The knowledge of her weakness sustained her; it was rough justice somehow. Folly was as deserving of punishment as crime.
She went over it all, from the moment that odious, that wicked man had slipped the handcuffs on her wrist and had dragged her and her mother, who was half-fainting, into the van which had come to take them to Newgate. She had struggled, she, Carolan, for wild, reckless, impossible thoughts of escape had filled her mind; and one of the men had struck her on the side of the head so that she became semi-conscious for a while, until she was shaken roughly and told to get out.
It was an imposing building that loomed up before her, and she had stepped into the filth of the gutter and been angry because her shoes were splashed. Absurd … when Newgate was I opening its doors to her! Queer things one noticed in moments of distress; she remembered the French cap of Liberty and the overflowing horn of Plenty. Queer things to see at Newgate’s door; like a horrible joke! And then the design over the porch, of fetters and chains, explaining maliciously t
hat the joke was done with. Newgate did not look out on the street; the windows showed only her narrow, filthy courtyards, as though she were ashamed that the world might look beyond her imposing facade and see into her evil soul. And the first thing that rushed to greet one was the stench that Newgate smell which made one retch in those first moments, and wonder how one could live for an hour in its company.
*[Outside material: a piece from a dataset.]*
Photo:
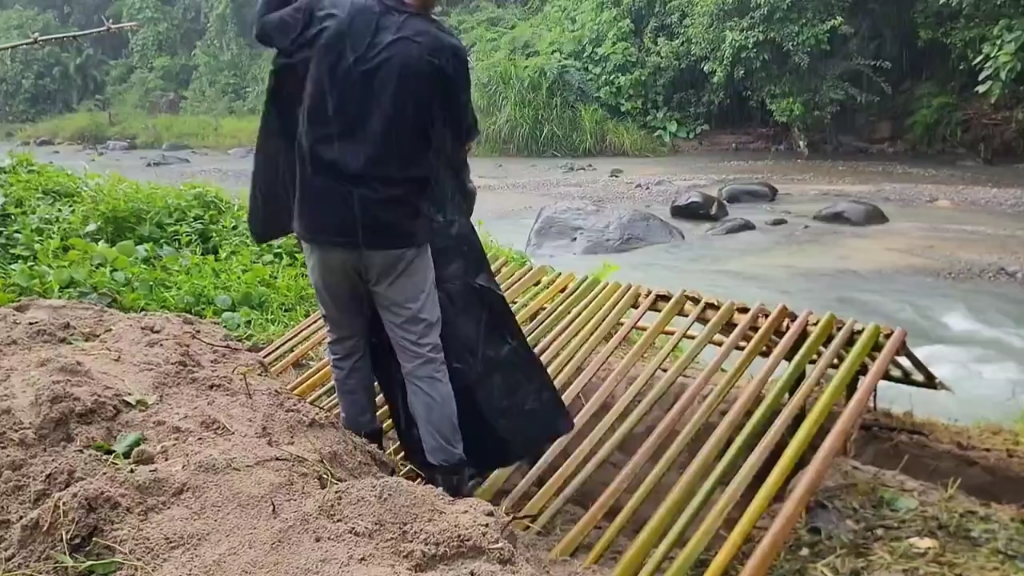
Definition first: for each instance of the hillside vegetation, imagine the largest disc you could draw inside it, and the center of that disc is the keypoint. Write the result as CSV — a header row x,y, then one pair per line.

What courteous treatment they had received from the guards! And why not? thought Carolan in her innocence. Their guilt was not proved. They were no criminals.
How anger had surged up in Carolan then! Jonathan Crew, that sly murderer, should hang by the neck. She would appeal to the squire, to Everard. And these people should see that gentlefolk could not be clapped into the prison in this manner!
But the courteous treatment of the guards was dispensed with when it was found they had no money.
“Receivers of stolen goods,” wrote the turnkey slowly and laboriously, in the book of records. Carolan protested, but a man with a horrible, blue-tinged face and ugly red hands leered at her, and told her to be silent while their irons were adjusted.
“Triple irons,” said the guard, and then resentfully: “Ladies and gents buys off their irons … all, barring the one lot. One lot of irons is comfort, ladies, compared with three.”
Carolan said stonily: “We have no money for such luxuries!” and the guard murmured, disbelievingly and hopefully, that there were many who came to Mother Newgate protesting their poverty, but the old lady had a way of worming the coin out of their pockets.
They went, clanking their irons through corridors and down dark staircases, Carolan supporting Kitty on one side, as Millie did on the other. Perhaps it was well that she had Kitty to think of.
Kitty was moaning, crying, not fully aware of what had happened. Poor Mamma! Carolan kept thinking of her at Haredon, sitting by her mirror with Therese twittering about her. There is nothing so frightful in this world as poverty, thought Carolan.
But the most horrible moment in that night of horror was when the guard unlocked a door and they were face to face with the companions with whom they were to live in the closest intimacy during their sojourn on the Common Side of Newgate Jail. What were they? thought Carolan in horror. Not people? Not women? They shrieked unintelligibly, like untamed animals. They could not be women … not our own species. Their eyes were too dull, too cunning, too lacking in intelligence. Their hair was not like human hair; it hung matted over their faces like the manes of wild animals. Surely these were not human beings! So degraded, so vicious, so cunning, so sly, so lacking in everything that lifted man above the level of the lower animals!